Estamos lançando a sétima edição do nosso estudo que analisa os subsídios direcionados às fontes energéticas aqui no Brasil. E a gente faz isso justamente por conta de que não há uma transparência por parte do governo brasileiro em mostrar isso para a sociedade.
Quanto é que a gente está subsidiando? Subsídio fiscal é aquilo que incentiva as empresas e o consumo de determinado produto. Nesse caso, os combustíveis de energia seja fóssil ou renovável.
Esse estudo foi feito para pressionar o governo para que possamos ter uma transparência maior, que a gente possa saber quais são esses subsídios, visto que a gente vive um cenário muito preocupante a nível global, de mudanças do clima.
Esses combustíveis fósseis são os grandes responsáveis pelo aquecimento global. E que, como resultado, traz para as populações desastres, como foi, no primeiro semestre, as enchentes no Rio Grande do Sul, ou agora, no segundo semestre, as secas
Qual caminho o estudo indica? Como o governo deve agir diante do atual cenário de subsídios?

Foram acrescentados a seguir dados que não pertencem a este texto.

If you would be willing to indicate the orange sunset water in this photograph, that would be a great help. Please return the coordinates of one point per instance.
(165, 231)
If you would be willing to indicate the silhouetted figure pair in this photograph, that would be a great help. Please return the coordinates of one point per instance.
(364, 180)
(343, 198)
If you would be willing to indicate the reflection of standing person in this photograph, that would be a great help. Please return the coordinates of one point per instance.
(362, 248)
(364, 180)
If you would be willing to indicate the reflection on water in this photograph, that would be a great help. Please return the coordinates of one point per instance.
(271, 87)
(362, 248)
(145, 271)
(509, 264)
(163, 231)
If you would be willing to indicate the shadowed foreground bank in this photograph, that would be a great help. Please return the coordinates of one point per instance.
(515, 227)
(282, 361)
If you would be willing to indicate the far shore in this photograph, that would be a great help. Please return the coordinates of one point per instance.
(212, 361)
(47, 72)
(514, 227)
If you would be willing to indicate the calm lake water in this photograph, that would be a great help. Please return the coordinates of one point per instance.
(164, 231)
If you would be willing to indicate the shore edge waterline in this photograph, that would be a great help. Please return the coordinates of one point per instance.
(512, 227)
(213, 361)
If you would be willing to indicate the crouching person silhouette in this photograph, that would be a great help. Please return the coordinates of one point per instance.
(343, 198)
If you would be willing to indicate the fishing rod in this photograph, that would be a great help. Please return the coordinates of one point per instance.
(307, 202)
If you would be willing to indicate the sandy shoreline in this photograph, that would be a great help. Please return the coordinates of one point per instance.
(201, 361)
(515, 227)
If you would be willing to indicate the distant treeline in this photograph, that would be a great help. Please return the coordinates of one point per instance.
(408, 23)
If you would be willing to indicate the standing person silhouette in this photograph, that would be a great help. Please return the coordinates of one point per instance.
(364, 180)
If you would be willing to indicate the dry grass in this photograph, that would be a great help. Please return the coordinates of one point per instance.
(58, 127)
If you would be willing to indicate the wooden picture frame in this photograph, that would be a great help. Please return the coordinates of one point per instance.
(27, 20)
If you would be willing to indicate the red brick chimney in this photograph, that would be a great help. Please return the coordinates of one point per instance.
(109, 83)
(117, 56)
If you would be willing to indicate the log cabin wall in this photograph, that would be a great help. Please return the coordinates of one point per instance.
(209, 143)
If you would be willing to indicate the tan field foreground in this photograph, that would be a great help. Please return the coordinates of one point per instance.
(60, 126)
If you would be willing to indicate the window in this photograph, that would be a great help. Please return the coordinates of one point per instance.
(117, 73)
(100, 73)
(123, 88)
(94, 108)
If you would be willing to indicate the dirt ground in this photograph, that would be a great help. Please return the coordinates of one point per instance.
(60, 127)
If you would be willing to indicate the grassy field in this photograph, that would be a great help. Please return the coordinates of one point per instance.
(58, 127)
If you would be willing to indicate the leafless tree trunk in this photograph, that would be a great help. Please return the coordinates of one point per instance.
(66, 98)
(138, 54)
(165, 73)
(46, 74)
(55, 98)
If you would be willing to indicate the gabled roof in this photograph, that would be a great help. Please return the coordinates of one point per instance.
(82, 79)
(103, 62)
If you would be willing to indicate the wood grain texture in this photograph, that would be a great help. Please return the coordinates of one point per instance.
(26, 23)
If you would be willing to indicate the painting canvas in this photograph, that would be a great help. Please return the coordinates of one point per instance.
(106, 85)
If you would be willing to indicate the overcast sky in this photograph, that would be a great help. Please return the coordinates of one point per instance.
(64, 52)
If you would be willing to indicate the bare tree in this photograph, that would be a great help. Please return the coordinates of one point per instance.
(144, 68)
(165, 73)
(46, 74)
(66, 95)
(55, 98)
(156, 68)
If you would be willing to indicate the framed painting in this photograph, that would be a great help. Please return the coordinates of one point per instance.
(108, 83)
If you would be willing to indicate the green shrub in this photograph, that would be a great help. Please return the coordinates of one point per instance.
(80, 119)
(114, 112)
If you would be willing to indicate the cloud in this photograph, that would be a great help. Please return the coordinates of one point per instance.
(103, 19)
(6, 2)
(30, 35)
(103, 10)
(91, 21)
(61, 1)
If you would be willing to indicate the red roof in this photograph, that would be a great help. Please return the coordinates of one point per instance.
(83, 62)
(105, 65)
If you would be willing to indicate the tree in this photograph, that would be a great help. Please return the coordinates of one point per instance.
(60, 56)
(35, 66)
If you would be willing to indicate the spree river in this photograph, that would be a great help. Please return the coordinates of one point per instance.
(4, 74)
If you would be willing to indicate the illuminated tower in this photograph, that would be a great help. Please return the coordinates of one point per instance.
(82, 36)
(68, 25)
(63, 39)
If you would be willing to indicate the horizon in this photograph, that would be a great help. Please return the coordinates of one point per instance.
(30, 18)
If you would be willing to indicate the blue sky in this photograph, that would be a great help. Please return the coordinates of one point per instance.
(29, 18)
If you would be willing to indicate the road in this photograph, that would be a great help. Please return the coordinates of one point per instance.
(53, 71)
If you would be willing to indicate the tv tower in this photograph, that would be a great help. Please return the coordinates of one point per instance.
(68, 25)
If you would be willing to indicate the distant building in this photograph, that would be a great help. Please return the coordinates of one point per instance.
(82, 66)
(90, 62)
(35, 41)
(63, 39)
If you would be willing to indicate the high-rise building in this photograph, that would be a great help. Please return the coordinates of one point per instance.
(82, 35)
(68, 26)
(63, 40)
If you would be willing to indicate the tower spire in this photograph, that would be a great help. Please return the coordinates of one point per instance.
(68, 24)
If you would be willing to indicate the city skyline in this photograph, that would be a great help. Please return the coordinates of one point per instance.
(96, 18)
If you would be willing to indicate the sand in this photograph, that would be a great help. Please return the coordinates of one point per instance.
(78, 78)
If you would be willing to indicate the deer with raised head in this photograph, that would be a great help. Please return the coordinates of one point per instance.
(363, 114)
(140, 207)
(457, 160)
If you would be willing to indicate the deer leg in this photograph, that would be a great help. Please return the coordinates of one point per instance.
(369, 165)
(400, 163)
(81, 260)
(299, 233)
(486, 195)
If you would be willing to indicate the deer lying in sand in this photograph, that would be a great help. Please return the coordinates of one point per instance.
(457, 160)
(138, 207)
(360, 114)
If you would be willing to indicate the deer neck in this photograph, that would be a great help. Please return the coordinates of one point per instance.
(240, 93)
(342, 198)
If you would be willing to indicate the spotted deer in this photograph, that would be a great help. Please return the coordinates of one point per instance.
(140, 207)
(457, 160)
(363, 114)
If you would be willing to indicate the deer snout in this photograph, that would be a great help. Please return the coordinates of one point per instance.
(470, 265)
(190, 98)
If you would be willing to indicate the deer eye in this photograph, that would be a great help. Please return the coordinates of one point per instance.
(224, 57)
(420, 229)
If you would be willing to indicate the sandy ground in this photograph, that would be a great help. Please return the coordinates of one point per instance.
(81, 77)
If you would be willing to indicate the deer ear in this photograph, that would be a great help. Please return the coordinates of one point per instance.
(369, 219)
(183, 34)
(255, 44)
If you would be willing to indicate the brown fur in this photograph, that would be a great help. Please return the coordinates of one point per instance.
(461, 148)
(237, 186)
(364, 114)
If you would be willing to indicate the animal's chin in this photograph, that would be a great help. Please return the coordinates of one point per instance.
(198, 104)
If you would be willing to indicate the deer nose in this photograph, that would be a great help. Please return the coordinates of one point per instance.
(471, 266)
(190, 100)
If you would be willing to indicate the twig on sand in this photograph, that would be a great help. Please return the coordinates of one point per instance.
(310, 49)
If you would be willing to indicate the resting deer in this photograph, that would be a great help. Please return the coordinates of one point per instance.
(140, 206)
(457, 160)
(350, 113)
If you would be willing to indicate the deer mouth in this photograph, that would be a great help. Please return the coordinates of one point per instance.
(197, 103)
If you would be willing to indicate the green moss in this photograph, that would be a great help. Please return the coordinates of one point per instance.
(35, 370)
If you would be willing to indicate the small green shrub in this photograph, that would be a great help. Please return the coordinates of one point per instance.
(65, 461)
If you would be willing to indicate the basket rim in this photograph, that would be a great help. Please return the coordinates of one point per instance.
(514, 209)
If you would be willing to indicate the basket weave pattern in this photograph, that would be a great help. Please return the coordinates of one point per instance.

Nosso estudo aborda os combustíveis fósseis, então a gente está falando de petróleo e seus derivados, gás natural e o carvão mineral.
Esses combustíveis tiveram, a partir da Revolução Industrial [1760-1840], um escalonamento da sua demanda para alimentar, sobretudo, o Norte global no desenvolvimento econômico desses grandes países ricos.
Ao longo das décadas, com a queima desses combustíveis, foram emitidos volumosos gases de efeito estufa. Esses gases de efeito estufa, sobretudo o CO2, o dióxido de carbono, são liberados quando a gente queima o petróleo, o diesel, a gasolina, o gás natural e o carvão mineral.
E, com isso, esses gases foram aquecendo a temperatura do planeta e, consequentemente, pouco a pouco, mudando todo o clima da Terra e trazendo consequências que eu citei.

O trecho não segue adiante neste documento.